The latest edition of “Mastering Regular Expressions, 2nd Edition” refers to
Ruby (Yippy!!), but not always in a positive light (Bummer!!).
Here is a sampling:
page 91, table indicates that Ruby version 1.6.7 was used when testing
regular expressions.
page 128, Table 3-11: Line Anchors for Some Scripting Languages. This table
lists “Concerns” and how they are handled. Under the Ruby column, the
following “Concerns” are noted:
Concern: “^ matches after any newline”.
– Note: “Ruby’s $ and ^ match at embedded newlines, but its \A and \Z do
not”
Concern: “$ matches before any newline”
– Note: “Ruby’s $ and ^ match at embedded newlines, but its \A and \Z do
not”
Under the title “Enhanced line-anchor mode. . .”
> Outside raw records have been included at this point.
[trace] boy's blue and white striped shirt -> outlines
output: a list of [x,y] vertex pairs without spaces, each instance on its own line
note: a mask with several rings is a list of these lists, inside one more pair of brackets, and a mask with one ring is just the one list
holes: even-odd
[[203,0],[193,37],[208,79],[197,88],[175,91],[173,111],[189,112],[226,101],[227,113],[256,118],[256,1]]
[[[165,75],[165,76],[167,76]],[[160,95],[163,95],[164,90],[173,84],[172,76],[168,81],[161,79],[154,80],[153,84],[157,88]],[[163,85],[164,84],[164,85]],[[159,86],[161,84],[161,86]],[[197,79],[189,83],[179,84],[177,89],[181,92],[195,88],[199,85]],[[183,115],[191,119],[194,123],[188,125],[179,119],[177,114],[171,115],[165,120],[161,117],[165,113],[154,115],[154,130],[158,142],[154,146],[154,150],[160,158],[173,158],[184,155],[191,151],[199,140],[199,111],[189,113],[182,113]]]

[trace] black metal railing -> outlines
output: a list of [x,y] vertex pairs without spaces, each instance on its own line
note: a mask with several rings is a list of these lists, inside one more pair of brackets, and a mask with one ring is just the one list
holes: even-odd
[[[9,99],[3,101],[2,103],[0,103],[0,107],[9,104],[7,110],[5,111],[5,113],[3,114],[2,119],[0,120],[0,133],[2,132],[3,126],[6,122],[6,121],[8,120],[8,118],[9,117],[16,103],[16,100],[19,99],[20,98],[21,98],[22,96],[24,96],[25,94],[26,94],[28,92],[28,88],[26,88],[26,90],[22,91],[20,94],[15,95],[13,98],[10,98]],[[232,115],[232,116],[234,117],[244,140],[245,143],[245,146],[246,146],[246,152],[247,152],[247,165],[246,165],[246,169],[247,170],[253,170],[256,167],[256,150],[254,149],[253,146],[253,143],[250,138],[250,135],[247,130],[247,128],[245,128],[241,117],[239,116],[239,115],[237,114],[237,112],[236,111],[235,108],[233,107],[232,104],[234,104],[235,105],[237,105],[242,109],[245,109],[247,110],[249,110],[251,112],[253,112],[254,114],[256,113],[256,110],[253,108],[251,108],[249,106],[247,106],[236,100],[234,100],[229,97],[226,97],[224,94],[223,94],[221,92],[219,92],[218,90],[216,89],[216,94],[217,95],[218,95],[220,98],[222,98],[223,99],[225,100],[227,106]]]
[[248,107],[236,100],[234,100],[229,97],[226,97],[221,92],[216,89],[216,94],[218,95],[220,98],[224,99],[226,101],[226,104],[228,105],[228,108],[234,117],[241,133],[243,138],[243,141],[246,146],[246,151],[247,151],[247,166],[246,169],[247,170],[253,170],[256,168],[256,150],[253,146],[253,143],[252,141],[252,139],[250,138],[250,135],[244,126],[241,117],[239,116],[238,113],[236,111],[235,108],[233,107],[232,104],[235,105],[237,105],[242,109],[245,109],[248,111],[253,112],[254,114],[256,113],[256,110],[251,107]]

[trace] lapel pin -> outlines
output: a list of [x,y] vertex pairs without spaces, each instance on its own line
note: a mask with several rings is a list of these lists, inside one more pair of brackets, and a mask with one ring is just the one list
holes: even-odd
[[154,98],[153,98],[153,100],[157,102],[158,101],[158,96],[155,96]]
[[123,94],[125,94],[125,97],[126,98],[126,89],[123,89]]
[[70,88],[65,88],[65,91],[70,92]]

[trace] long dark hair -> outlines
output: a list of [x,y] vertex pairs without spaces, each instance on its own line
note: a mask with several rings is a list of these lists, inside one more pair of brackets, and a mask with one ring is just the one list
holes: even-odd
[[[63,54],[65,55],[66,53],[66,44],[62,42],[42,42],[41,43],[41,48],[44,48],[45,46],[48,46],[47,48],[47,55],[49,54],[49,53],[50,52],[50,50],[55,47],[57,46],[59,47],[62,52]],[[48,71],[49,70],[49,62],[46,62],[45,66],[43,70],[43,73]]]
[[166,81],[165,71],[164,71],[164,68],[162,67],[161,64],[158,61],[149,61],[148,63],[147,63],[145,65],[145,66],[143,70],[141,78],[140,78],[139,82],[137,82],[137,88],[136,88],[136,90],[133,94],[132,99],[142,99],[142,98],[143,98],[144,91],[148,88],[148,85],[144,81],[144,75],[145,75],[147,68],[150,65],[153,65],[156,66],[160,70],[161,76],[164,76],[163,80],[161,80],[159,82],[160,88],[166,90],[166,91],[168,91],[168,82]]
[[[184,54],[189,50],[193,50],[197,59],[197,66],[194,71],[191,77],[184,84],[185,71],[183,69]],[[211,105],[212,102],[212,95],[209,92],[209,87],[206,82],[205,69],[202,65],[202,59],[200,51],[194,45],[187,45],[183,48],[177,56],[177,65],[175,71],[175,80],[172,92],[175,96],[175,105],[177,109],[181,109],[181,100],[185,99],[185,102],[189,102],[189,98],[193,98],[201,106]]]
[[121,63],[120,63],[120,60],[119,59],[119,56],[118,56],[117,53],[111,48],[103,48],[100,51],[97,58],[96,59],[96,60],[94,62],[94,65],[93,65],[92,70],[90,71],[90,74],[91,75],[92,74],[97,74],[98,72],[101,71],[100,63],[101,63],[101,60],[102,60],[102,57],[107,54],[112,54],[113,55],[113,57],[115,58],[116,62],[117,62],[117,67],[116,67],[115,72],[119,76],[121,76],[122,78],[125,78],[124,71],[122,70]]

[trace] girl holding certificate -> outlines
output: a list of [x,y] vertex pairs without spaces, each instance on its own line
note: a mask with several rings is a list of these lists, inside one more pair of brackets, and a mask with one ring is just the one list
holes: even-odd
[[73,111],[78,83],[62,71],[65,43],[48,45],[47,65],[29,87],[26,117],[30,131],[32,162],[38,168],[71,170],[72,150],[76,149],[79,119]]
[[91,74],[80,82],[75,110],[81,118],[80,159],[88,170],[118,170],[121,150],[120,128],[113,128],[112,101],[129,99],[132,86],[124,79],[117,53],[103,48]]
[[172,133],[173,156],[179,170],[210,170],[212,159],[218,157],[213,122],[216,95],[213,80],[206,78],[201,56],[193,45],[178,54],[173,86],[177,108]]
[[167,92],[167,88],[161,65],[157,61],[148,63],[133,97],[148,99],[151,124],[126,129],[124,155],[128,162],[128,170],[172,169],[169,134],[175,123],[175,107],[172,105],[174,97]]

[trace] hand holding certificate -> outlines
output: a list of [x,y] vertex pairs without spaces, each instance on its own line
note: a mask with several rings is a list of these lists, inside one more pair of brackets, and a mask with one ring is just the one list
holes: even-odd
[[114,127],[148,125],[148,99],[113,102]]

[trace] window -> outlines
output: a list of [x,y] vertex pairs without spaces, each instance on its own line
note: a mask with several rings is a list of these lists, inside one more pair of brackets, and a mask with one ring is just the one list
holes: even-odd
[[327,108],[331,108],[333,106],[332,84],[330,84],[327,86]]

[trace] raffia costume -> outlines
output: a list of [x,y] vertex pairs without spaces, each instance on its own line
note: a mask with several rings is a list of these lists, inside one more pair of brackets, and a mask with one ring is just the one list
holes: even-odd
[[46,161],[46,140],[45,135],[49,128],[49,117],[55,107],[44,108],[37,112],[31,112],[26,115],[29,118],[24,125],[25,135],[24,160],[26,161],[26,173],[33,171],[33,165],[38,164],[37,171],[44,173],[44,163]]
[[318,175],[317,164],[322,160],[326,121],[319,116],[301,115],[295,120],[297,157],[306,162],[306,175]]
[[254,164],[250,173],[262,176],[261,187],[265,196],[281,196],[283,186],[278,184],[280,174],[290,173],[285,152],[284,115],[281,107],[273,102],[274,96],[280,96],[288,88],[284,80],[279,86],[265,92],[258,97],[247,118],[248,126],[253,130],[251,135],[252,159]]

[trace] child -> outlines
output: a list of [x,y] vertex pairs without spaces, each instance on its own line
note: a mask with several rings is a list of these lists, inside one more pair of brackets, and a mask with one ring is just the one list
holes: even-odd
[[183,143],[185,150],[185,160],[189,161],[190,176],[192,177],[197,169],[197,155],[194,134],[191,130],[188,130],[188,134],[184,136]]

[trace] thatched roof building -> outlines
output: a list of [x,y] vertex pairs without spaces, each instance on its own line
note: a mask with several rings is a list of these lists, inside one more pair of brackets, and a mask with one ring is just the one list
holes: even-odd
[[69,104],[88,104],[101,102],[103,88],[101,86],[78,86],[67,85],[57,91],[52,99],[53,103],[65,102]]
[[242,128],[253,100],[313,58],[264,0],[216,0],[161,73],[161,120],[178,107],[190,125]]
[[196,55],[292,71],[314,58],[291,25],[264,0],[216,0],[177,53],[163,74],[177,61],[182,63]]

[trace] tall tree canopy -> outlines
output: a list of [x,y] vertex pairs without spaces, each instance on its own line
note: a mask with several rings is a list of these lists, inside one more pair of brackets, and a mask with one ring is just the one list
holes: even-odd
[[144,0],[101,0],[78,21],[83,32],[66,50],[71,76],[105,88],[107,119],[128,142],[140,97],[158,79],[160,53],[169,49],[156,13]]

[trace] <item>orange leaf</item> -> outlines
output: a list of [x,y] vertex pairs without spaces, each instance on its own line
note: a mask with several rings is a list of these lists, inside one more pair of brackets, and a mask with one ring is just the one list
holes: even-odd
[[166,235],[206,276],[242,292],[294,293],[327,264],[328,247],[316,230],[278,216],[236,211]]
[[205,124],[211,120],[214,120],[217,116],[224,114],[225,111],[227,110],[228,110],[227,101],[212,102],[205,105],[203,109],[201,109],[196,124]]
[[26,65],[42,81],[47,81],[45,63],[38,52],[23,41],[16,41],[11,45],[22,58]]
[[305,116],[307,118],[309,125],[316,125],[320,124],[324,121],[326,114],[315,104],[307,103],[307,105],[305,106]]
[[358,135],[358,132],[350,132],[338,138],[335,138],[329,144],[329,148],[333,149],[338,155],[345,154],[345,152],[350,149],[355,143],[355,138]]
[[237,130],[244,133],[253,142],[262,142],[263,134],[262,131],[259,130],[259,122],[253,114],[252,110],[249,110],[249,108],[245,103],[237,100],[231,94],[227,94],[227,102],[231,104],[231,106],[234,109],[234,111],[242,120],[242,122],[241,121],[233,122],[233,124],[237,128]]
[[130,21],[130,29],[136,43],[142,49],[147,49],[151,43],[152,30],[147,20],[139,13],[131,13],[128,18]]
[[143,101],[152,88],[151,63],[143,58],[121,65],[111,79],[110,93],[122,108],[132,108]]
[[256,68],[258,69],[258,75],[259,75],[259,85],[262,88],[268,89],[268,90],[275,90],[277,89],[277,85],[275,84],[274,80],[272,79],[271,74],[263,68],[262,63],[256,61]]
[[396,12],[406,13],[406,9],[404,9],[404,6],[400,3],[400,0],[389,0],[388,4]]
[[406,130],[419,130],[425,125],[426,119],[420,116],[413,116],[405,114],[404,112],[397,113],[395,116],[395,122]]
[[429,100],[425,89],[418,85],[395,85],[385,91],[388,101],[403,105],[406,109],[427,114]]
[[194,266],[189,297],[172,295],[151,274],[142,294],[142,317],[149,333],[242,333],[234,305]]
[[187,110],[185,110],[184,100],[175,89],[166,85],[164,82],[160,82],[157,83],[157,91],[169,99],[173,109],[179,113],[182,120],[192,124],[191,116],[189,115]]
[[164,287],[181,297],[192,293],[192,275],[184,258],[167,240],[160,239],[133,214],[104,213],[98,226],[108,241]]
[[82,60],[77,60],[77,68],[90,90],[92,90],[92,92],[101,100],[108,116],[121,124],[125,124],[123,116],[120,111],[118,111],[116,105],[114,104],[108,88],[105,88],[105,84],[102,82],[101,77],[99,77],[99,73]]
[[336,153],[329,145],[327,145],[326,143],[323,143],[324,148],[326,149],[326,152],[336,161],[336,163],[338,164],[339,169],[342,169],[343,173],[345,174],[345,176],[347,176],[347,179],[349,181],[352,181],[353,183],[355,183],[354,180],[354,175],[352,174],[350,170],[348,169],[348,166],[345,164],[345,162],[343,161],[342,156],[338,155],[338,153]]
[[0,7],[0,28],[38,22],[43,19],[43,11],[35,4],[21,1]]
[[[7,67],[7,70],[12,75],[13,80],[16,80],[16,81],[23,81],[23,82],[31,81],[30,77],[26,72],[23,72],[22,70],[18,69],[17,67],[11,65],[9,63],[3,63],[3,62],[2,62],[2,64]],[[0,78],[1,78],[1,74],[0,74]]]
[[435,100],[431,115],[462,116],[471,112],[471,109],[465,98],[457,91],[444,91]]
– Note: “N/A”. Indicates Ruby does not have this feature. While every other
language listed does (Java, Perl, PHP, Python, Tcl, .NET).
Concern: “\A always matches like normal ^”
– Note: “Ruby’s \A, unlike its ^, matches only at the start of the string”
Concern: “\Z always matches like normal $”
– Note: “Ruby’s \Z, unlike its $, matches at the end of the string, or
before a string-ending newline”
Concern: “\z always matches only at end of string”
– Note: “N/A”.
page 131, “My testing has shown that java.util.regex and Ruby have \G match
at the start of the current match, while Perl and the .NET languages have it
match at the end of the previous match. (Sun tells me that the next release
of java.util.regex will have its \g behavior match the documentation.)”
page 132, Table 3-12: A Few Utilities and Their Word Boundary
Metacharacters. The table indicates that Ruby does not support
“Start-of-word” and “End-of-word” boundary characters [e.g. Perl: (?<!\w)
(?=\w) … (?<=\w) (?!\w) ].
page 133, "Ruby has a bug whereby sometimes (?i) doesn’t apply to
-separated alternatives that are lowercase (but does if they’re
uppercase)."
I am not a Master at Regular Expressions so I would like comments on if
these things should change (or possibly already are changed) in Ruby.